The man introduced himself as Juan Valdez, then said, “As far as I know, you are John Becker, and your memory is probably impaired because of the drugs they’ve been giving you.  The same thing has happened to my brother Enrico, who is still captive there.”
“Well, what’s going on?  Why are they holding anyone captive?  What is their motive for this criminal activity?”
He asked if we could return to the cafe to continue our talk, and I agreed.  After we were seated and both had beers in front of us, he continued his story, “Apparently there is a link between these people and one of the big cartels in Cartagena, Colombia.  I think they have been forcing Enrico to act as a ‘mule’, someone who smuggles drugs across the border past the security guards. Once they get the drugs into Ecuador, they are more easily transported out to the big world markets, like the United States.
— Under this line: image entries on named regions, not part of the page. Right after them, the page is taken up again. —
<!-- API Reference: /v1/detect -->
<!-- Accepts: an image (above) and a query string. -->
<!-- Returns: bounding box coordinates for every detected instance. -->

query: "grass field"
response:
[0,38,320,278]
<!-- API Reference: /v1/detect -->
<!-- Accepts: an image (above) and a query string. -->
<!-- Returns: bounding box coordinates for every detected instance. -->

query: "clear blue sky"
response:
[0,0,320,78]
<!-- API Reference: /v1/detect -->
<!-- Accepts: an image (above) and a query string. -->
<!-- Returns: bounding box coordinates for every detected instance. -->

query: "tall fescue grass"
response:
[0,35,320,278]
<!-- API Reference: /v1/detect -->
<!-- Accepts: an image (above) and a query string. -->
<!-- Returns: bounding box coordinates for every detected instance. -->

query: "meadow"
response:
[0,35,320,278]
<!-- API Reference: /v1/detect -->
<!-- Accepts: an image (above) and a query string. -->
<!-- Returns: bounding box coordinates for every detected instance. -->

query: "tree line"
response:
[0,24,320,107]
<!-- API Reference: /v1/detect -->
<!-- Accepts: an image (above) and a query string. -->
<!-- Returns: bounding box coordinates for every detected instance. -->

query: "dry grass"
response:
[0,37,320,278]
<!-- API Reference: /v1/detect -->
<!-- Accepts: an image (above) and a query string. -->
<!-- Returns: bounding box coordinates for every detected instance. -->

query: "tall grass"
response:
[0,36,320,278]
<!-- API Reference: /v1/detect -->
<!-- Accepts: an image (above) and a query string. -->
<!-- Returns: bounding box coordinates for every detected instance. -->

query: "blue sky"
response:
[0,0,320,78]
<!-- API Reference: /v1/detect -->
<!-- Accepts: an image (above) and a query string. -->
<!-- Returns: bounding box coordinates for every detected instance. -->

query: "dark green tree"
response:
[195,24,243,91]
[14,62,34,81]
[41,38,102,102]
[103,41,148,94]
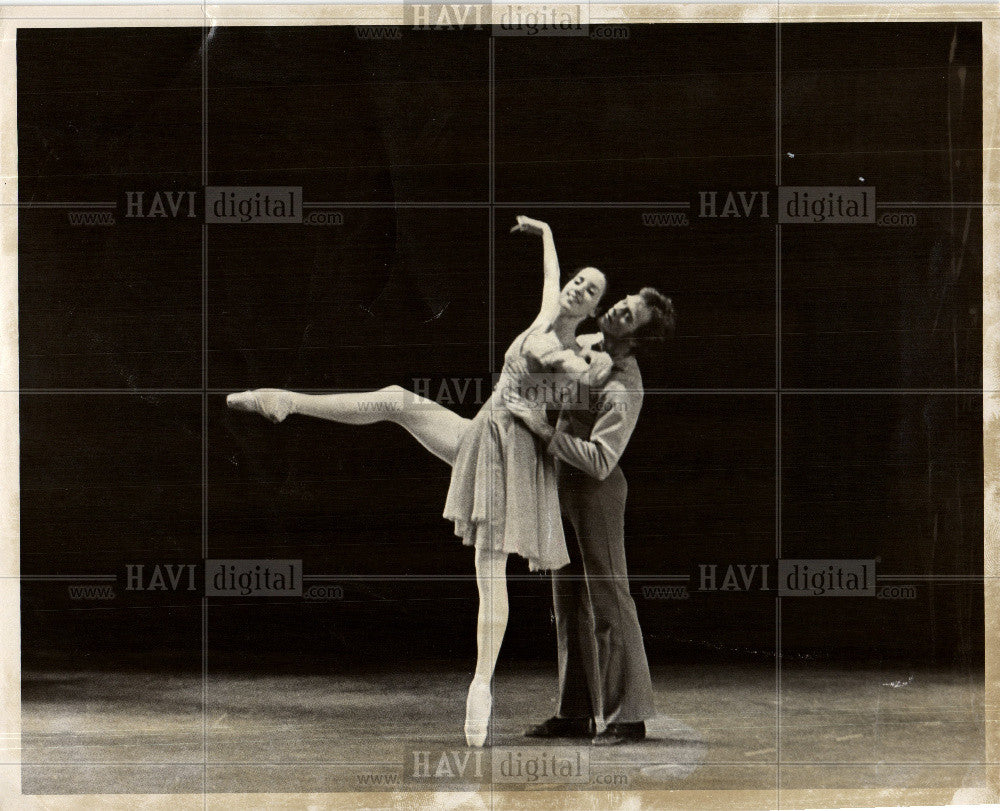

Perhaps the same thing has happened to you, since you have been drugged and detained, as has happened to him.”
I was starting to have some vague memories trying to rise to the surface of my mind.  Maybe the drugs were wearing off.  There was something about a girl, don’t know her name or who she is.  Darn!  This is so frustrating.  I pulled out the photograph and showed it to Juan.  “Do you know these people?”
I thought he was going to jump clear up on the table, he was so excited.  “Yes, yes!  This is a photograph of some of the people being used as mules, and there is Enrico, there on the left.  I don’t know the young woman in the photo, is that someone you know, John?”  I gazed at the photograph, trying to remember.
Suddenly, I had it!  “Yes, I know who that is now!  She is Margaret, my fiancee, and they are holding her hostage in Colombia, awaiting my return with the drug shipment I’m supposed to be delivering.  Perhaps something went wrong, that’s why I was drugged and held here.”
Juan stood, and motioned for me to follow him.  I looked around, didn’t see anyone suspicious, so I decided to go with him.  We walked in much the same direction as before, and turned down a similar alley.
As we turned that corner, Juan spun around, holding a gun on me.  I stopped, stunned.  It didn’t occur to me to search him before, and now I began to regret that oversight.
Juan smiled, then said, “Now, señor, we’ll talk about that ‘shipment’.  Where did you hide the bundle before you were taken to the hospital?”
I knew I’d never get the chance to find Margaret.